Opening the Berlin Energy Transition Dialogue on Tuesday (17 April), Foreign Minister Maas called for greater efforts in the fight against climate change. Addressing an audience of politicians and energy experts from across the world, Maas said Germany would continue to do its utmost to speed up the global shift towards a sustainable energy supply. At the two day conference, government representatives, business leaders, scientists and academics from over 90 countries are discussing the future of the global energy supply.
Time is short
“We don’t have unlimited time at our disposal,” Maas emphasised. With the Paris Agreement and the 2030 Agenda, he went on, the international community had pledged to tackle the challenges posed by global warming. If the international community did not succeed in achieving the United Nations Sustainable Development Goals by 2030, the Minister said, then global peace and stability would be at even greater risk than hitherto.

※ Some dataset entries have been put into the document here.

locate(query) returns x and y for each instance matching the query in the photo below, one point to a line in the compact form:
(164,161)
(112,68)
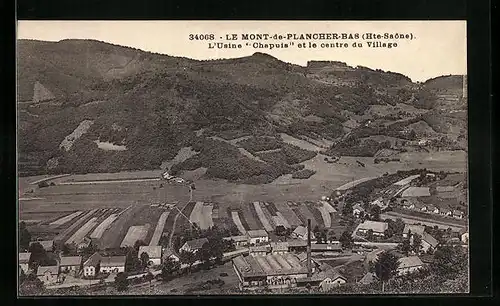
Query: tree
(169,267)
(149,278)
(375,213)
(24,236)
(187,258)
(369,235)
(416,243)
(121,281)
(346,240)
(144,260)
(385,267)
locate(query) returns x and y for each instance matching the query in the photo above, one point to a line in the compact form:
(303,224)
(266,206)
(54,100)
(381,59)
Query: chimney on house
(309,272)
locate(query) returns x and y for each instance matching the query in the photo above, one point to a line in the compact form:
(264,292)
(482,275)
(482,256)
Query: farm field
(236,219)
(288,214)
(65,234)
(67,218)
(160,226)
(104,225)
(135,233)
(266,224)
(114,235)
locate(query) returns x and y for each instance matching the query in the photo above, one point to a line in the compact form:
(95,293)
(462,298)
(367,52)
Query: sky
(438,48)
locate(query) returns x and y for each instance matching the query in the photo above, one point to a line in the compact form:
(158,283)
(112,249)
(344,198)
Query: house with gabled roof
(194,245)
(409,264)
(70,264)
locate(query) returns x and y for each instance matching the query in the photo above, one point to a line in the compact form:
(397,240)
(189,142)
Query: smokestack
(309,272)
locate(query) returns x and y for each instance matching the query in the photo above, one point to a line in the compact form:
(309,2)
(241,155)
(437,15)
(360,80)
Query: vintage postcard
(242,157)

Climate and security are linked
Climate change is already heightening conflicts over resources in many regions of the world. In some places, global warming is causing a deterioration in living conditions and thus triggering migration movements. That is why Germany is campaigning around the world for a shift towards sustainable energy production. In order to put the subject right at the top of the international agenda, Germany will bring together a group of states in the United Nations to push forward joint initiatives on climate change and international security. Last year, Germany made more than 200 million euros available for climate protection projects in poorer countries.
Forge alliances for sustainability
To ensure that energy policy really does change around the world, the Federal Foreign Office is seeking to forge strategic alliances. “Unilateral national action and confrontations do not take us a single step forward,” stressed Maas. That is why diplomats in the Federal Foreign Office are working systematically to establish global partnerships and initiatives for a global energy transition.